Growth of 1.1% in global greenhouse gas emissions in 2019
In 2019, the growth in global GHG emissions continued at a rate of 1.1%, reaching 52.4 GtCO2 eq. The increase in global GHG emissions was mainly due to a 0.9% increase in global fossil CO2 emissions in 2019, after a 2.4% increase in 2018. In 2019, global emissions of methane (CH4) and nitrous oxide (N2O) increased by 1.3% and 0.8%, respectively. The emissions of fluorinated gases (so-called F-gases) continued to grow by an estimated 3.8% in 2019. Non-CO2 emissions continued to grow at rates similar to those in 2017 and 2018.
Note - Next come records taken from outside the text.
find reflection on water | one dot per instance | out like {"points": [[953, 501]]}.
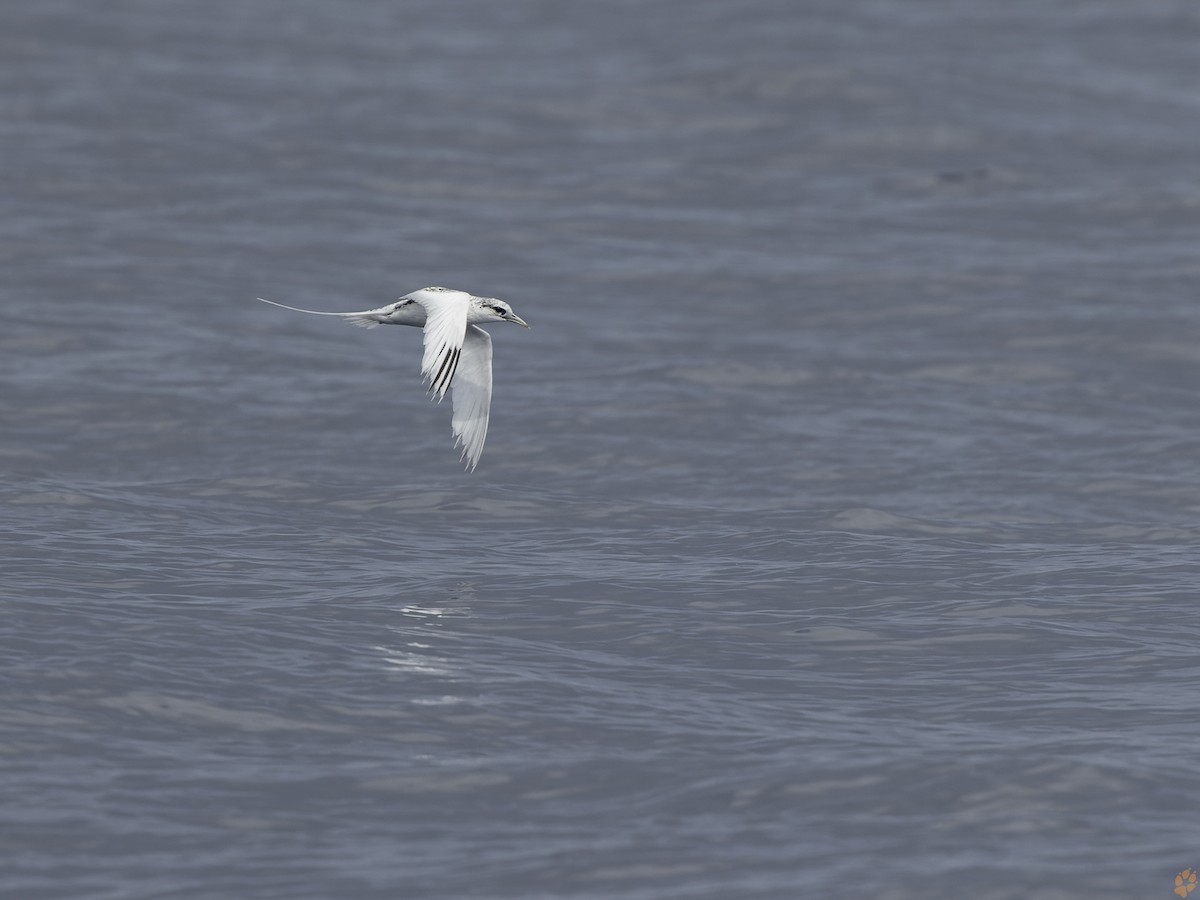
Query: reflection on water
{"points": [[838, 525]]}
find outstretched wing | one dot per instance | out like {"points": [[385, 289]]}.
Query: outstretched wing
{"points": [[367, 318], [445, 324], [473, 394]]}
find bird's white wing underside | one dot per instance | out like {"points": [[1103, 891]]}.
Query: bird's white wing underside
{"points": [[473, 394], [445, 324]]}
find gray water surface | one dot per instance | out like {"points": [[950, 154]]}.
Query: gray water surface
{"points": [[837, 533]]}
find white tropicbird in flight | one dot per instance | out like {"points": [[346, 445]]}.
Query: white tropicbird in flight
{"points": [[456, 351]]}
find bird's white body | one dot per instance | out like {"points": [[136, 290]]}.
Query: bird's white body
{"points": [[457, 352]]}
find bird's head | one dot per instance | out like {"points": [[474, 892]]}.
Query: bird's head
{"points": [[489, 309]]}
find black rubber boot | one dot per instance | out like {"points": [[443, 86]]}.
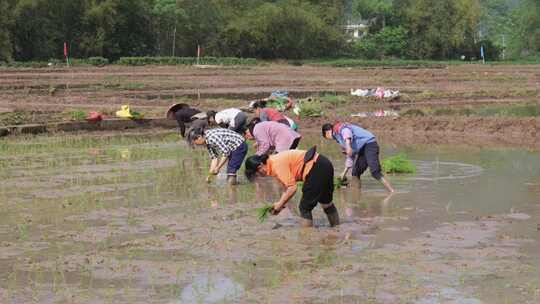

With about 73% in fossil CO2 and 19% in methane, these emissions form the lion’s share of global greenhouse gas emissions (excluding those from land-use change), leaving the other greenhouse gas shares of 5% in N2O and 3% in F-gases.
Greenhouse gas emissions in 2019 were about 59% higher than in 1990 and 44% higher than in 2000. The 2019 global greenhouse gas emissions amounted to 57.4 GtCO2 eq when including the — very uncertain — emissions from land-use change (estimated at 5.0 GtCO2 eq).
Emissions increased in 2019 in the three largest emitting countries and decreased in the EU, United States and Japan
The six largest emitters of greenhouse gases, together accounting for 62%, globally, are China (27%), the United States (13%), the European Union (EU-28) (8%), India (7%), the Russian Federation (5%) and Japan (3%). In 2019, a decrease in emissions was shown (in order of largest absolute change) in the European Union (-3.0%), the United States (-1.7%) and Japan (-1.2%), whereas emissions increased in China (+3.1%), India (+1.4%) and the Russian Federation (+0.9%).
The emissions were calculated based on the EDGAR database version v5.0 for 1970–2015; for CO2 from the use of fossil fuel and carbonates, they were mainly based on IEA energy statistics, and for other gases, we used several international statistics, including the FAO agricultural statistics. A fast-track method was applied to estimate the 2016–2019 trend, mainly using international activity statistics from various sources.
For CH4, N2O and the F-gases, the report uses the Global Warming Potential (GWP) metric from the Fourth Assessment Report (AR4) of the IPCC (2007) with a the time horizon of 100 years. In the AR4 the GWPs of CH4 and N2O are 25 and 298, respectively.